By the way, "What A Friend We Have In Jesus" has a fascinating history behind it! Would you believe that this is the most popular song in Japan? (23 million Japanese sing it every year!) Somebody needs to send "A Lonesome Man" over there. Bobby could make a fortune!"
So, I checked out the song's history at the great link he provided, and then started searching around. Sure enough, the Womack tune seems to be pretty much a note by note transcription of what has become a traditional Southern Baptist hymn (not to even mention the whole Japanese angle). It's been covered by everybody from Tennessee Ernie Ford to Leontyne Price, The Pilgrim Travelers and even Merle Haggard!
It is this Aretha Franklin rendition, however, that may be the most loved.
At the height of Aretha's reign as Atlantic's "Queen Of Soul", it was Jerry Wexler who put together the Amazing Grace project. Over the course of two days in early 1972, Aretha joined forces with her former piano teacher and vocal coach, James Cleveland, to create what many consider to be her greatest work. The concerts, at the New Temple Missionary Baptist Church in Los Angeles, featured Cleveland's incredible Southern California Community Choir along with Atlantic session stalwarts like Cornell Dupree, Chuck Rainey and Bernard Purdie. Warner Brothers filmed the proceedings, and the resulting double LP (with production assistance from Arif Mardin), sold over two million copies, broke into the top ten on Billboard's Pop album chart, and won Aretha her second Grammy that year (for 'Best Soul Gospel Performance'). A single from the record, a cover of Marvin Gaye's Wholy Holy, made the R&B top 50.
Franklin's 'Gospel roots' came roarin' back, and proved, as she herself had always maintained, that she "never left the Church".

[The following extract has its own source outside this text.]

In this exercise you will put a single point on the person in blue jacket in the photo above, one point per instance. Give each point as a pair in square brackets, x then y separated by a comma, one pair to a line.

This awesome version of the Baptist hymn that you're listening to is as fine an example of the "mass choir" Gospel style as you're likely to find. Reverend Cleveland, known by then as the "Crown Prince Of Gospel", had taken the lead in the development of the 'sound', and is at the top of his game here. That's him playing the piano as well. Aretha, in addition to delivering one of her all time greatest vocal performances, is also playing the celeste! Powerful stuff, man. I love the way they come building back up there at the end to deliver the knockout punch... Lord have mercy!
Anyway, I agree with ol' soulbrotha that, yes, The Womack lifted the melody wholesale. I'm kind of surprised that Leonard Chess didn't pick up on it, I mean they had their own Gospel division at Checker and everything, but then again, I'm sure the hymn had passed into the "public domain" by then...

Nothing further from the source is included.